Place de la Bastille. Double événement en 1994. Un grand pas pour l’humanité avec l’élection d’un premier Président de la République sud-africaine, Madiba, un premier pas pour ma paternité, avec l’irruption d’un premier résident dans ma vie privée, ma Juliette. Une année de sens, d’espérances, de vie nouvelle, qui verra, en fin, Nelson Mandela, revêtu du maillot des Springboks, symbole de la puissance afrikaner, remettre la Coupe du monde de rugby à son capitaine François Pienaar, le monde entier se mettre à rêver que les valeurs de ce sport vont pouvoir jouer un rôle dans l’unité d’un pays entier, tandis que, vêtu de je ne sais plus quel oripeau, signe de mon insouciance vestimentaire, je remets ma fille sur ses pieds pour lui inculquer les valeurs de toujours se relever quand on apprend à marcher, me mettant à rêver que je peux jouer un rôle dans la construction d’un enfant tout entier. Il avait raison, A winner is a dreamer who never gives up.

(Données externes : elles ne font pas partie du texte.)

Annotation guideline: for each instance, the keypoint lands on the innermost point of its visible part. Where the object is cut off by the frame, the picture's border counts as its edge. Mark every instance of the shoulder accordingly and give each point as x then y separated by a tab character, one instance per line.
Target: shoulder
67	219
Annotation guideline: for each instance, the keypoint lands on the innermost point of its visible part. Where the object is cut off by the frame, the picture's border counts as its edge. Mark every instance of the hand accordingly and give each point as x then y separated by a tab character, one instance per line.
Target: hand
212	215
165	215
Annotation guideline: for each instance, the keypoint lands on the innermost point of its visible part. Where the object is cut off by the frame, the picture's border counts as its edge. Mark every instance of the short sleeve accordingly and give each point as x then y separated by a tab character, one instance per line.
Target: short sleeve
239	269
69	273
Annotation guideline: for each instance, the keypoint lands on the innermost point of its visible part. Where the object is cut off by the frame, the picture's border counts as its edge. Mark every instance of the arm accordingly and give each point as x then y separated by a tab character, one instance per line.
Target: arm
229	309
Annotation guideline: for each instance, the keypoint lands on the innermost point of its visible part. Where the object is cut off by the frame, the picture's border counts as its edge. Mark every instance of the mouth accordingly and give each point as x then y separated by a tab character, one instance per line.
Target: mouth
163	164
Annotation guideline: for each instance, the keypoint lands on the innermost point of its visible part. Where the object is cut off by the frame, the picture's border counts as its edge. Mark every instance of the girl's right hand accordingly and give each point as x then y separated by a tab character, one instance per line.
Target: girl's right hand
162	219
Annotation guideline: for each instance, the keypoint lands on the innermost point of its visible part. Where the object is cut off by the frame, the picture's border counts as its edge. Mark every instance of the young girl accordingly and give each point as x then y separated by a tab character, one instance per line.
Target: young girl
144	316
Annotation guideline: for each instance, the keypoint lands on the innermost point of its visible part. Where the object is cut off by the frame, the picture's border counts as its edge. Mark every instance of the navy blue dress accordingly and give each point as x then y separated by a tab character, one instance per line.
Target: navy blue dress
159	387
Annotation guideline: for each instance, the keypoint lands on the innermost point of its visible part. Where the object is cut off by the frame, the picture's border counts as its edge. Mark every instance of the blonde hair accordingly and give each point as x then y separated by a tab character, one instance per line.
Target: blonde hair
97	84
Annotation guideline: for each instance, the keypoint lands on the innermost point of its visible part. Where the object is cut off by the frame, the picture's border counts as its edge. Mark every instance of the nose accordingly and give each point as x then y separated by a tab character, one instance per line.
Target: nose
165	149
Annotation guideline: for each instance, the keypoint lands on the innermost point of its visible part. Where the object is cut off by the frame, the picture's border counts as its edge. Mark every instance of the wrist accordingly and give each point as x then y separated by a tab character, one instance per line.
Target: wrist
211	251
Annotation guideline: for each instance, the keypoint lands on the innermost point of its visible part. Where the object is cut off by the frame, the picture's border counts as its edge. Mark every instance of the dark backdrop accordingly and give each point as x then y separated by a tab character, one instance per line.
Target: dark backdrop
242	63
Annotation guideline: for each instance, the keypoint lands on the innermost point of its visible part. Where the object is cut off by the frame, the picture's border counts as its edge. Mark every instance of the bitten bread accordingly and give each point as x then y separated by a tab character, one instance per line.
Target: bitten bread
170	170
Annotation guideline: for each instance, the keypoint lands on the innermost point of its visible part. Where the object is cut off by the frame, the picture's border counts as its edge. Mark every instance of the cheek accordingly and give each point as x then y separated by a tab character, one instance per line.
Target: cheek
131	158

Rue du 4 septembre. 1999, ma vie professionnelle bascule. Le rugby s’arrête pour de bon, le professionnalisme ne sera pas pour moi. Trop vieux. Trop usé. Il faut trouver une nouvelle aventure. Ce sera Internet, la station Sentier et la liberté de surfer pour prendre le bon chemin. Je me rappelle avoir vu dans un bar, un soir alors que je me demandais si j’avais fait le bon choix et que le serveur ne me l'avait pas laissé quant au format de ma pinte, l’information annonçant que Nelson Mandela ne serait pas candidat à un second mandat. Trop vieux. Trop usé. Je me rappelle le courage que cela m’avait donné alors, me disant que pour d’autres tâches je ne pouvais pas être trop vieux, trop usé, quand cet homme allait repartir se battre contre le Sida, favoriser l’éducation et entretenir le devoir de mémoire. Qu’il y avait un temps pour chaque chose certes, mais que chacune d’elles pouvait être importante, qu’il n’y avait pas de fin, que l'on pouvait rester affamé, qu’il n’y avait que des projets à mener, des combats à gagner. Sans crainte. Il avait raison, May your choices reflect your hopes, not your fears.

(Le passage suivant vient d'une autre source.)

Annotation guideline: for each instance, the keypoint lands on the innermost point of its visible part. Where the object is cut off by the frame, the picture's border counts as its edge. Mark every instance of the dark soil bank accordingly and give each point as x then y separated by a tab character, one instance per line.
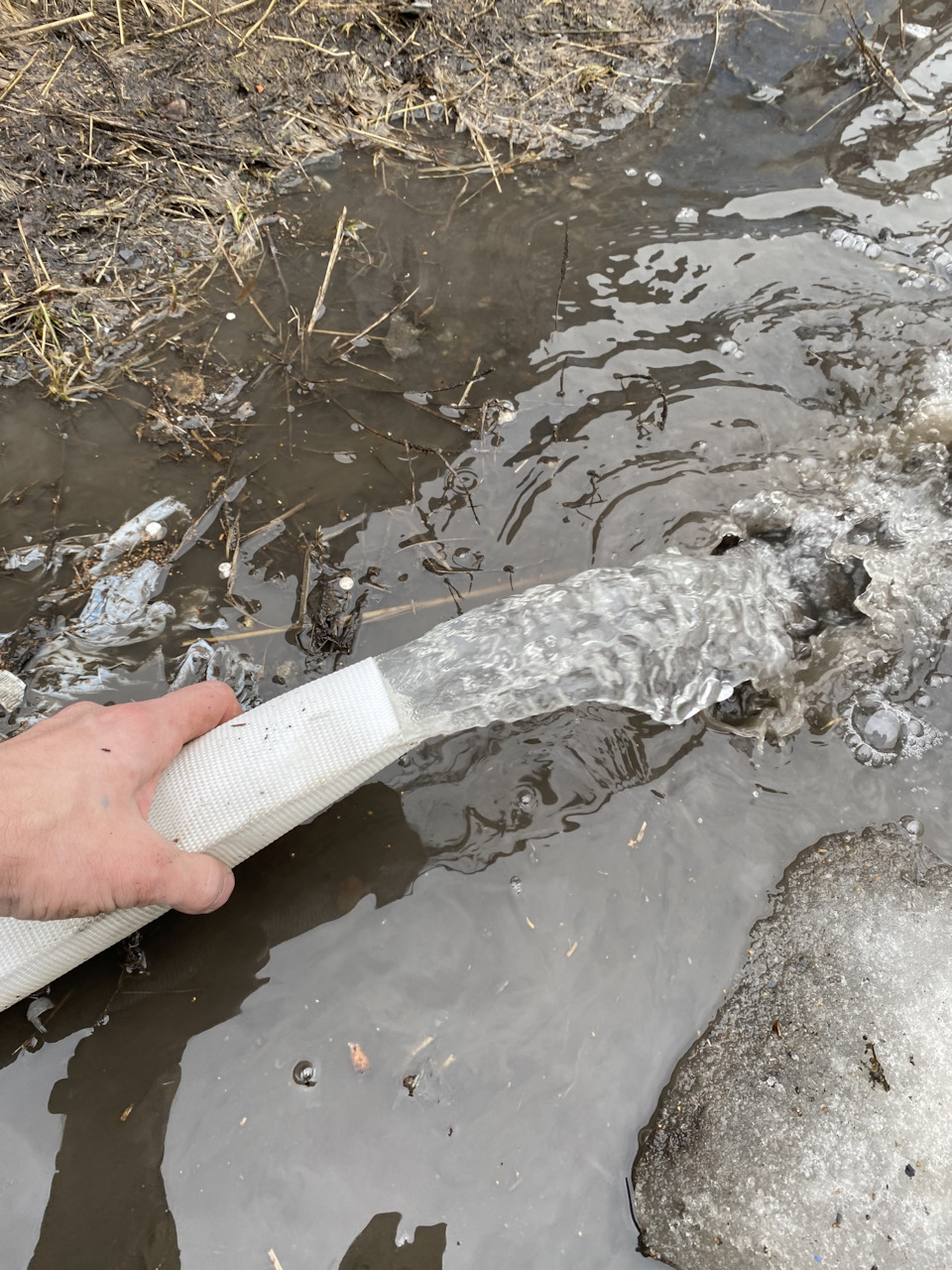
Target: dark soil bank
141	141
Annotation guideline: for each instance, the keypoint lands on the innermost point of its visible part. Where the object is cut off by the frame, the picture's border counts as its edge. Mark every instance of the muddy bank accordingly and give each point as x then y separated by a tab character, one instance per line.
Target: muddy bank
141	143
810	1124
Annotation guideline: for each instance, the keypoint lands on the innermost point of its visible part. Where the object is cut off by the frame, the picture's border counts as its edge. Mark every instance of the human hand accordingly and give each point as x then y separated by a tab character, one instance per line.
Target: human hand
75	792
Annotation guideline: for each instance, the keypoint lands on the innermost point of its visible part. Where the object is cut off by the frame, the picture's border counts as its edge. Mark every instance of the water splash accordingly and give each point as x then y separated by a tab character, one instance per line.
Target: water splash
841	579
669	638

Place Jeanne d’Arc. Je n'ai jamais eu d'idole. Même à l'époque ingrate de cordes vocales dissonantes cachées derrière six autres électriques pour ressembler à Johnny Marr ou Robert Smith ; même à celle des premières sélections qui ouvrent les terrains des possibles vers la succession rêvée d'un Didier Codorniou ou d'un Philippe Sella ; même à celle où l'on ressent un matin, que le sens de ce que l'on fera devient l’essence de ce que l'on sera et qu’à tort ou à raison, par idéal ou par besoin, un Che ou un Steve peuvent indiquer la route. Non, à aucun moment de ma vie je n’ai eu ce désir absolu de tatouer sur ma peau, le portrait d’un homme ou d’une femme porte drapeau. Mais l’exemplarité reste le pilier fondamental de l’évolution. Alors, comment ne pas s’appuyer sur l’héritage de cet humain exceptionnel qui a su comprendre les autres pour devenir lui-même, scander sans relâche one man, one vote pour devenir un homme, une voie et affirmer avec raison, It always seems impossible until it’s done ?

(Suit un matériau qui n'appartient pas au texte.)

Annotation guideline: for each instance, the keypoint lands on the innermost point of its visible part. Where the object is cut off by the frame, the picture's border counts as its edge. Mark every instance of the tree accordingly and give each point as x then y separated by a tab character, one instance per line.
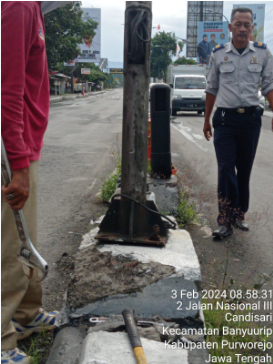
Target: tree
163	46
64	31
184	60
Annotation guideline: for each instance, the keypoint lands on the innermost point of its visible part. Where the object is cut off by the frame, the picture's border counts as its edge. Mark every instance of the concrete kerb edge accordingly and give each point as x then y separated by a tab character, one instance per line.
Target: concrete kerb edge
56	100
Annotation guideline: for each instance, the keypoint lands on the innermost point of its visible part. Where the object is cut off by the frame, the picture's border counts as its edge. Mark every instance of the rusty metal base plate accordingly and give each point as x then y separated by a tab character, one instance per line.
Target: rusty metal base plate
154	232
111	238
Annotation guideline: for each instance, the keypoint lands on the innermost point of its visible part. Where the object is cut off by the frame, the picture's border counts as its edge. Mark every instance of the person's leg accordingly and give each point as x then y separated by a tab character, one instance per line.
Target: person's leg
225	137
14	281
247	146
32	300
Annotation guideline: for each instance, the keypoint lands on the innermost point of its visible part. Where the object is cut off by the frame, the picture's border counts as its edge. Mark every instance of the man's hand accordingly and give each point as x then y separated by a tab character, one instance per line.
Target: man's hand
18	187
207	130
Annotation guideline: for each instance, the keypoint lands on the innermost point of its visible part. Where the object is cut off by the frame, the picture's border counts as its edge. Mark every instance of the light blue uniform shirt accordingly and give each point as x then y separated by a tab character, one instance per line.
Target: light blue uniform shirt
234	78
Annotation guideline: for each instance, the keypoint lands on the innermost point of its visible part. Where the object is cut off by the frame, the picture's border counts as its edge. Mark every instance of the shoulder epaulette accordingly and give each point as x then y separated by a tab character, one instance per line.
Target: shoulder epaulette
260	45
219	46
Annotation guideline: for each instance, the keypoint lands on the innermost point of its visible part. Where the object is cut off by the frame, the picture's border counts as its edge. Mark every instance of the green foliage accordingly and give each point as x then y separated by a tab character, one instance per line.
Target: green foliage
109	185
162	47
186	212
64	31
37	346
184	60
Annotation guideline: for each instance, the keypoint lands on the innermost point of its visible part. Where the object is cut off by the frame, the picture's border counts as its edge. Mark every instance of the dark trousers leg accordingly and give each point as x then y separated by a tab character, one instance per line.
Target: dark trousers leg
246	150
225	143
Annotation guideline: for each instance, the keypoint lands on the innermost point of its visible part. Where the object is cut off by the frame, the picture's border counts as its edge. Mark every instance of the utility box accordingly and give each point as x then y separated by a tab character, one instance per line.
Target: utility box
160	131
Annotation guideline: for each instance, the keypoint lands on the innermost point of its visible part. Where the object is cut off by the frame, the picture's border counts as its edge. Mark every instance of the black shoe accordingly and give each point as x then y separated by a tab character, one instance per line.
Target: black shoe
222	232
241	224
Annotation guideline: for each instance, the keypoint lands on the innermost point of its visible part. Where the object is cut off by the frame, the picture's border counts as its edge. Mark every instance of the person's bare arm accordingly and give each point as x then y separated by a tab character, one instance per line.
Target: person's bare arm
210	101
270	99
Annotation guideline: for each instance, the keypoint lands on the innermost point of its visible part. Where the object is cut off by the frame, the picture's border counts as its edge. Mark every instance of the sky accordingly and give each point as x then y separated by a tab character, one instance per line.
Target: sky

Tandis que je termine avec fatigue ma course contre la montre, je mesure avec respect sa course contre les monstres. Je passe devant le Petit Marcel où bientôt je viendrai déjeuner avec ma petite Charlotte et mon déjà grand Antoine. Si la première ne manquera pas de me détailler, les yeux brillant, le dernier conte de fée cinématographié, ce sera aussi l'occasion d'évoquer avec mon fils l’histoire extraordinaire de Madiba, en attaquant par la séquence rugby. Il connaît l’histoire de la Coupe du Monde 95 et je sais qu'il me dira que les français comme les all blacks ont été sacrifiés pour l’atteinte d’une victoire plus importante, celle d’un homme qui voulait faire d’un pays une nation arc en ciel. Je lui répondrai alors que je n’en sais rien, que ce qui se passe dans un vestiaire est un secret à jamais mais que parfois il faut savoir ne retenir que les histoires essentielles, celles qui commencent par «Il était une foi ». Et sa soeur, 8 ans, lui dira que j’ai raison.